Allocution du Tenno

   Ce lundi 8 août 2016, le Tenno Akihito (les Japonais l’appellent « Tenno heika ») a prononcé une allocution de dix minutes, retransmise par plusieurs chaînes. C’est la troisième fois que l’empereur parle à la population par le biais de la télévision ou de la radio (la première fois, ce fut son père, Showa Tenno, pour annoncer la défaite, en 1945 ; la deuxième fois, en 2011, le Tenno actuel avait pris la parole suite à la tragédie de Fukushima). Comme les médias étrangers et japonais l’ont noté il y a quelques semaines, une rumeur s’est répandue selon laquelle le Tenno souhaitait mettre fin à ses fonctions officielles, très lourdes et épuisantes pour son âge (82 ans).
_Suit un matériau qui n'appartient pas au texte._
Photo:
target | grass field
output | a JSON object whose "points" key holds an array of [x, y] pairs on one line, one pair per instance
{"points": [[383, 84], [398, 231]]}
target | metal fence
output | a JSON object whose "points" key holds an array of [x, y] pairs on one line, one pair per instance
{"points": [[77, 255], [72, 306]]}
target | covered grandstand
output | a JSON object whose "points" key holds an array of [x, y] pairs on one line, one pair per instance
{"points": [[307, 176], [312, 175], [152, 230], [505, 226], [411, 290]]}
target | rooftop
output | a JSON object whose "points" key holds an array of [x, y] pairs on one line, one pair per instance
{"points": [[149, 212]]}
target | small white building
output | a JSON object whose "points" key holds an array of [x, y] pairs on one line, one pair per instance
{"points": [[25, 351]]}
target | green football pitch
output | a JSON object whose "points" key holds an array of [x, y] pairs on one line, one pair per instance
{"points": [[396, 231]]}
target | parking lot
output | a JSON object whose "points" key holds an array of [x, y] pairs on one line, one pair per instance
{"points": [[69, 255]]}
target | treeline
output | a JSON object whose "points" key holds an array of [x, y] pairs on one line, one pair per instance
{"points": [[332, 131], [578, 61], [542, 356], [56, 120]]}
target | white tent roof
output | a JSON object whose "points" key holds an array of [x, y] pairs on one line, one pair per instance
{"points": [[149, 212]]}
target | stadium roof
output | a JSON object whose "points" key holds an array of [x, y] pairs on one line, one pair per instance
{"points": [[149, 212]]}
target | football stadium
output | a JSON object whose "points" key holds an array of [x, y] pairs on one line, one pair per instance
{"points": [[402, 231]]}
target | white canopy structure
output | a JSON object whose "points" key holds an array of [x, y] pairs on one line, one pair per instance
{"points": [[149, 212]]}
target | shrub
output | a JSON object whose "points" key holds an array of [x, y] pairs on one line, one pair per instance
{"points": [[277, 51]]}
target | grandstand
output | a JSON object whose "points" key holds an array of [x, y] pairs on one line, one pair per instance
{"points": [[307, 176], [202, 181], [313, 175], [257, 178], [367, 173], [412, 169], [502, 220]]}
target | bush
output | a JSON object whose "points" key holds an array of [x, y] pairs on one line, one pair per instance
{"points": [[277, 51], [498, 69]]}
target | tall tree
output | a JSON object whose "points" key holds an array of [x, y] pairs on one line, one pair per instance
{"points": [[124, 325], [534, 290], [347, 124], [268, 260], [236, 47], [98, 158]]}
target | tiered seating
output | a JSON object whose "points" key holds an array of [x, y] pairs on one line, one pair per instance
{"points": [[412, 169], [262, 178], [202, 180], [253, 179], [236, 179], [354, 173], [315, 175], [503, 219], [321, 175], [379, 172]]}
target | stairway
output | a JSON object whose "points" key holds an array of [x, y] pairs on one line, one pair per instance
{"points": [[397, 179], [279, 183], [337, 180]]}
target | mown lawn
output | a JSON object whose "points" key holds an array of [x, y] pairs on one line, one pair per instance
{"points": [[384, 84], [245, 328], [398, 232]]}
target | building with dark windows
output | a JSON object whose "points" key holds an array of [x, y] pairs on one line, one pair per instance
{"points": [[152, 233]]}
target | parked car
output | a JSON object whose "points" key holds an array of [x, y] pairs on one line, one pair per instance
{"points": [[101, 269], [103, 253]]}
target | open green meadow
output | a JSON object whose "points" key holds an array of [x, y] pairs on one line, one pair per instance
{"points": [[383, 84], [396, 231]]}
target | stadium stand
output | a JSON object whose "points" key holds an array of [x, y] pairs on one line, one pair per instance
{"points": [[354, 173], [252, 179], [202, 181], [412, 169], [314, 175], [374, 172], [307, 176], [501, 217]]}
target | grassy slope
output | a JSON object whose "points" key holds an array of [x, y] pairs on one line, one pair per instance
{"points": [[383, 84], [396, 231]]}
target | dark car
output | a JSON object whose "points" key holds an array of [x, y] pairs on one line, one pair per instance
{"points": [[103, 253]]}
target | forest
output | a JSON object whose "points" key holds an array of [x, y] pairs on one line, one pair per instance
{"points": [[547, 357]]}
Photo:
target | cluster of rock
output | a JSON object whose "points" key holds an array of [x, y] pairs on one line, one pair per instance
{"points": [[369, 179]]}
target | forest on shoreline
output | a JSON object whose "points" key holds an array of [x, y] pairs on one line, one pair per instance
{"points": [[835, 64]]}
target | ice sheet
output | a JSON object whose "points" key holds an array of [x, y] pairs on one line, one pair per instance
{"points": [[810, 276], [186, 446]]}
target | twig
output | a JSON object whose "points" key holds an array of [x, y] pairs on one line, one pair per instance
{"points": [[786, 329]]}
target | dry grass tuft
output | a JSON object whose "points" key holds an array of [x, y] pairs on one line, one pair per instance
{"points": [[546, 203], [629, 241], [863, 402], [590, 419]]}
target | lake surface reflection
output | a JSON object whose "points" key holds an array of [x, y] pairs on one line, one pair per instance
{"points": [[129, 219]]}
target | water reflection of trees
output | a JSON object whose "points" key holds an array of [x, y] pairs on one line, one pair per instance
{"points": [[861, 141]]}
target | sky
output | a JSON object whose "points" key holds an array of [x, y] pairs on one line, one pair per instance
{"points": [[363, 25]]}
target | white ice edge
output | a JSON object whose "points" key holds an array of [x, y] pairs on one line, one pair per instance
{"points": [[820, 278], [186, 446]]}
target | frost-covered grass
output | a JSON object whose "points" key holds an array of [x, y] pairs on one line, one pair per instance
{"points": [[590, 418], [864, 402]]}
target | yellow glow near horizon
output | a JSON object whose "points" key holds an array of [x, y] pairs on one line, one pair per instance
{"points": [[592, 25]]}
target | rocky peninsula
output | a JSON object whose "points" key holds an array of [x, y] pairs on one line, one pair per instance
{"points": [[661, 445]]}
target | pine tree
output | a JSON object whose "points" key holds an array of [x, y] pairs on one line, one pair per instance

Il est en un sens le plus populaire des « Tennos ». Les Japonais se souviennent très bien, par exemple, de ses déplacements dans la région de Fukushima, et des brèves paroles de réconfort qu’il avait adressées à environ trois cents familles sinistrées et endeuillées après le Tsunami de 2011 et la tragédie de la centrale nucléaire de Fukushima-Daïshii : il n’avait pas parlé à trois cent familles rassemblées, mais à chacune d’elles séparément, alors que lui-même venait de se rétablir d’un cancer.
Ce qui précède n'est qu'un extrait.